Emma Vann helped out with the drawings that became the projections; her creativity and patience are greatly appreciated. And I certainly felt good going into this with Daniel Cosentino as technical back-up.





Saturday, January 16, 2010

how good are your dwelling places (1 of 3)


I was brought up to believe a home was what you made of it.

Having been raised in the coal regions of the northeastern U.S., my exposure to varied religions and cultures was limited to attending Greek Orthodox Church services on certain occasions and eating Italian food in a Polish-owned restaurant. In 2005, my own family moved to a suburb of Rochester, NY that offered the most for our children’s education – a nationally ranked school district started by a largely Jewish community. It is now a somewhat diversified neighborhood although our immediate neighbors - all older Jewish - are pleasant reminders of its early development. Sylvia Weinthal sold us the house after building it and raising her family in it for forty-five years. Making the house our own meant taking it from its past. Within a day of possession we began to strip away its history - the record of a family and its routine intersections with objects and spaces. This has meant replacing elements of the home that were sanctified by the Weinthals’ constant presence and day-to-day tendencies with our own. I have never been entirely comfortable with that.

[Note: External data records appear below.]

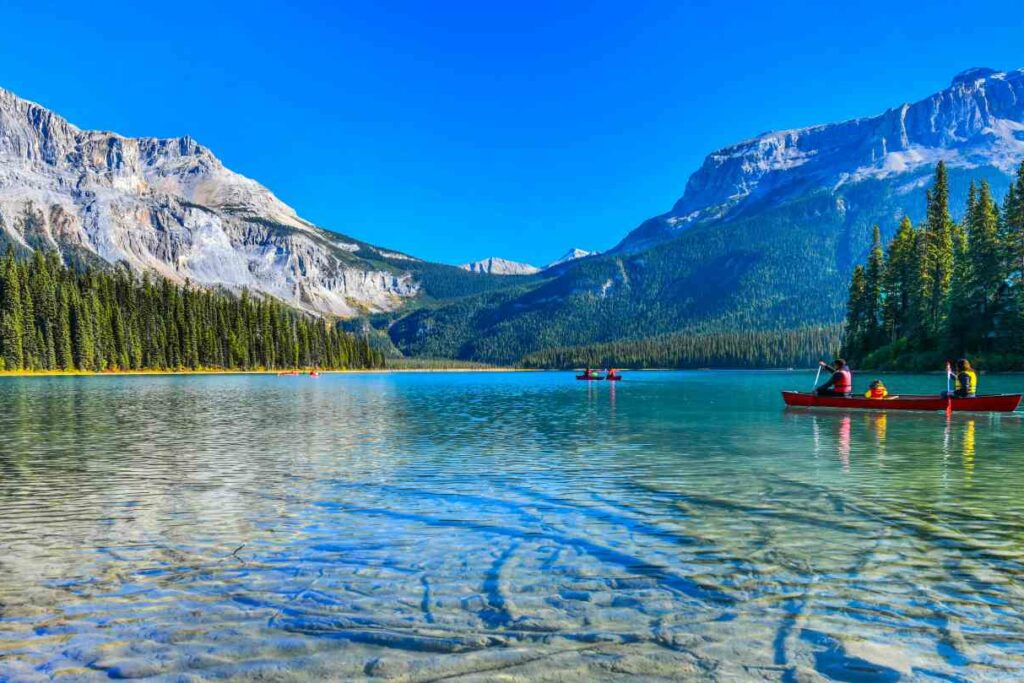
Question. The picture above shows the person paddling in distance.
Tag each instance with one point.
(877, 390)
(966, 381)
(841, 382)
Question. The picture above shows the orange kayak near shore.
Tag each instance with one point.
(1004, 402)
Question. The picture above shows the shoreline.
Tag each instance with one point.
(399, 371)
(279, 373)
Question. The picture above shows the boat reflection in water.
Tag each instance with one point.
(430, 526)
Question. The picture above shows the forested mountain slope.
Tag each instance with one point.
(765, 237)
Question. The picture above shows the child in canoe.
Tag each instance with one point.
(877, 390)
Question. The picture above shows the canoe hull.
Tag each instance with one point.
(994, 403)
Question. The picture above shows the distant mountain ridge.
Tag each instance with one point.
(976, 122)
(171, 208)
(763, 238)
(496, 265)
(499, 266)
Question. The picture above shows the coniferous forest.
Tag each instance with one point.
(54, 317)
(943, 289)
(751, 349)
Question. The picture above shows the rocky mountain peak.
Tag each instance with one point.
(977, 122)
(973, 75)
(169, 206)
(495, 265)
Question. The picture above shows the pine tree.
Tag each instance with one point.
(899, 280)
(11, 315)
(873, 288)
(938, 266)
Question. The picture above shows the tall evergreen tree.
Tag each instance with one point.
(938, 264)
(11, 314)
(873, 288)
(899, 281)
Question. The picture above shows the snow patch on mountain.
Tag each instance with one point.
(976, 122)
(570, 255)
(170, 207)
(496, 265)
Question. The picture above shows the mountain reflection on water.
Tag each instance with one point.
(422, 526)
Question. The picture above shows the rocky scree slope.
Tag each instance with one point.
(169, 207)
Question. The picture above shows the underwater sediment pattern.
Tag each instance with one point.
(503, 526)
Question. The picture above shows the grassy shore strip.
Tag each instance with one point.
(303, 371)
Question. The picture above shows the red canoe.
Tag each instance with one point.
(1004, 402)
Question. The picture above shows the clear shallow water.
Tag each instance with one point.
(522, 526)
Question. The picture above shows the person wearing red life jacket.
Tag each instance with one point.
(841, 382)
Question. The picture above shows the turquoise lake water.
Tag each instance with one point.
(504, 526)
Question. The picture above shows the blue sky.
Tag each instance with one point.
(459, 130)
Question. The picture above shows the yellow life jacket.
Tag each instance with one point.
(972, 381)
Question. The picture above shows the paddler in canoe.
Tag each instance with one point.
(966, 381)
(877, 390)
(841, 382)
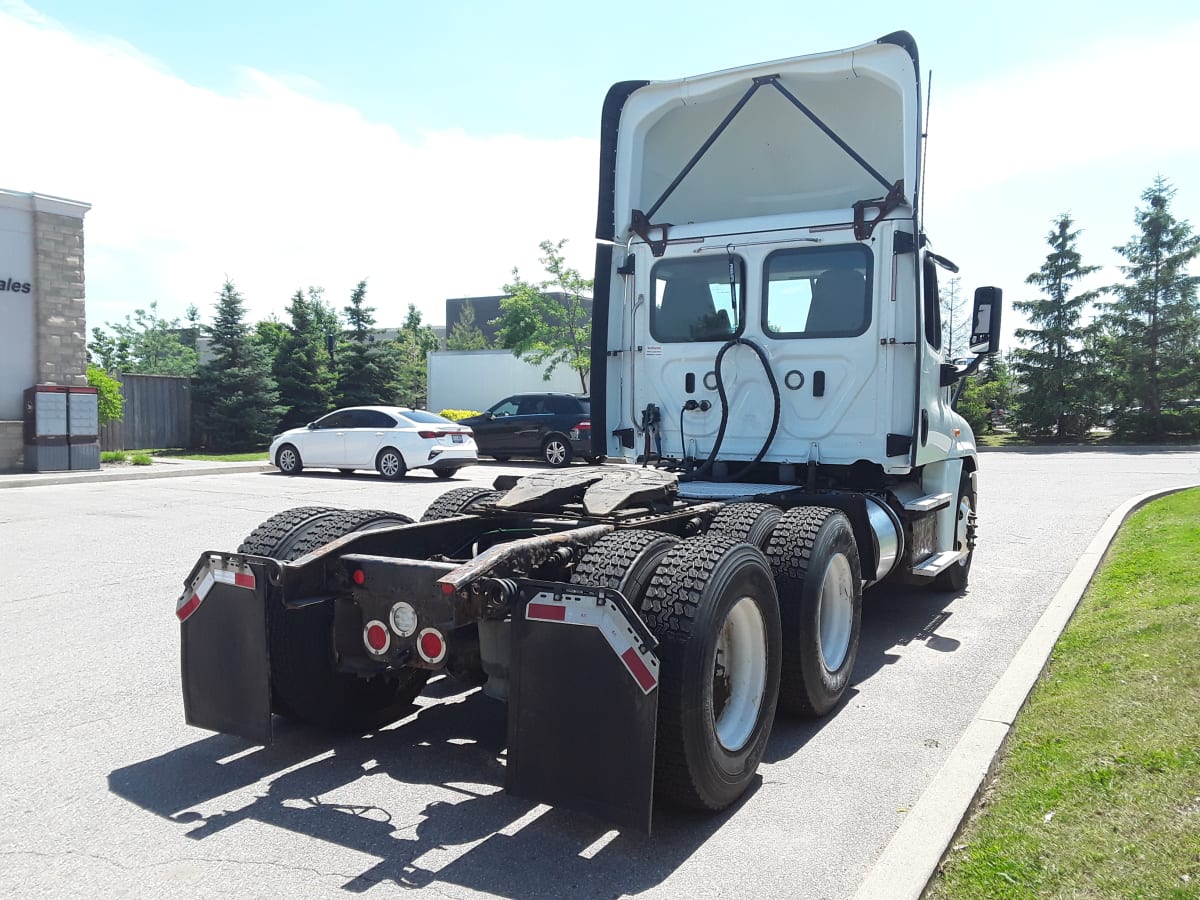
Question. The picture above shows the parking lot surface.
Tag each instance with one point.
(106, 792)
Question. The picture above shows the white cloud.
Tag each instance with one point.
(273, 187)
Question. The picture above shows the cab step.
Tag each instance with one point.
(929, 503)
(939, 563)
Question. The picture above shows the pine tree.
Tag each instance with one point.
(1153, 324)
(1050, 367)
(366, 369)
(237, 402)
(465, 334)
(301, 366)
(412, 349)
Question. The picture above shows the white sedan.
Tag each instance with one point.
(389, 439)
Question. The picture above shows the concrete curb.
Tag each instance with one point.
(912, 856)
(132, 474)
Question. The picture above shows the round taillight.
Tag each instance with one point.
(403, 619)
(376, 636)
(432, 646)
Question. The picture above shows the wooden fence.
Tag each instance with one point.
(157, 414)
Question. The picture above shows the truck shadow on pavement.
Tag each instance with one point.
(425, 798)
(893, 616)
(472, 833)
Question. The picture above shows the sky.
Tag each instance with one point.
(430, 148)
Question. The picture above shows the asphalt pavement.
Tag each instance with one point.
(106, 791)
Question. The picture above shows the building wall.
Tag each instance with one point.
(42, 323)
(478, 379)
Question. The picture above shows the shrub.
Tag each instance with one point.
(457, 414)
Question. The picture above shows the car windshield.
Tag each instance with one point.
(425, 418)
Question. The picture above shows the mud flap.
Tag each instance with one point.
(223, 651)
(583, 703)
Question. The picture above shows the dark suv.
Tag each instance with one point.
(552, 426)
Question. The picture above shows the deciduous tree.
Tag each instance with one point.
(550, 322)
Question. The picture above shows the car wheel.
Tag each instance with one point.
(391, 465)
(556, 451)
(288, 460)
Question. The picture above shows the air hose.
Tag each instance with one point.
(707, 466)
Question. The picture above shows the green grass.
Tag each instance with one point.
(1097, 793)
(257, 456)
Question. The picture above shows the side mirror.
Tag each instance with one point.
(985, 321)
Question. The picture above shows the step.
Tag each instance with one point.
(929, 503)
(939, 563)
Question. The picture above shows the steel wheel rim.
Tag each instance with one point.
(389, 465)
(739, 673)
(961, 525)
(835, 616)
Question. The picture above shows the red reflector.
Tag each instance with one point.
(432, 645)
(546, 611)
(377, 637)
(637, 669)
(187, 609)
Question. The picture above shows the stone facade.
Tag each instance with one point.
(42, 327)
(61, 328)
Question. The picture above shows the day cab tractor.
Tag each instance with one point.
(768, 369)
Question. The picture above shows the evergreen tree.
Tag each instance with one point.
(412, 349)
(366, 369)
(1153, 323)
(465, 334)
(1051, 365)
(303, 366)
(237, 402)
(549, 323)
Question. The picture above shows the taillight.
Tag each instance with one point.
(377, 637)
(432, 646)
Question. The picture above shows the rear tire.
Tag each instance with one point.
(817, 573)
(390, 463)
(957, 576)
(624, 562)
(712, 604)
(750, 522)
(305, 682)
(457, 502)
(557, 451)
(288, 460)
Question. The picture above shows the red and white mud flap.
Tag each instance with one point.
(223, 652)
(583, 703)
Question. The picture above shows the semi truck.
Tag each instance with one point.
(771, 389)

Sarah's Appliance, in situ, found materials, 2009

My art is both the transformed material evidence of my past and a surrogate for the missing. I draw on images, objects, and memories to form reliquaries of unconscious associations. All our experiences, performed imagined, past and future are inextricably linked to the objects and spaces that comprise our environment. For “how good are your dwelling places.” and exhibition organized through the Koffler Arts Centre and curated by Cyril Reade, I have focused my art production on my current domestic residence – what it had, what it has lost, what I want it to have, and how those relate to a collective understanding of domestic environments and cultural displacement, permanence, integration, and ignorance.

The works include fictional artifacts alongside real ones taken from my home, as well as hybrids of the fictional and the actual. All of the objects speak mostly to loss. The things in this installation pictured here attempt to recall an indistinct past that seeps into the malformed present. My inability to effectively call my past to the service of my present and my cultural ignorance surface through the camouflage of humor and dysfunction of seemingly functional objects and images.

The mezuzot temporarily affixed at the Koffler exhibition site came from the doorways inside the home where I currently reside. The Weinthals’ mezuzah remains on the frame of the front exterior door of my home.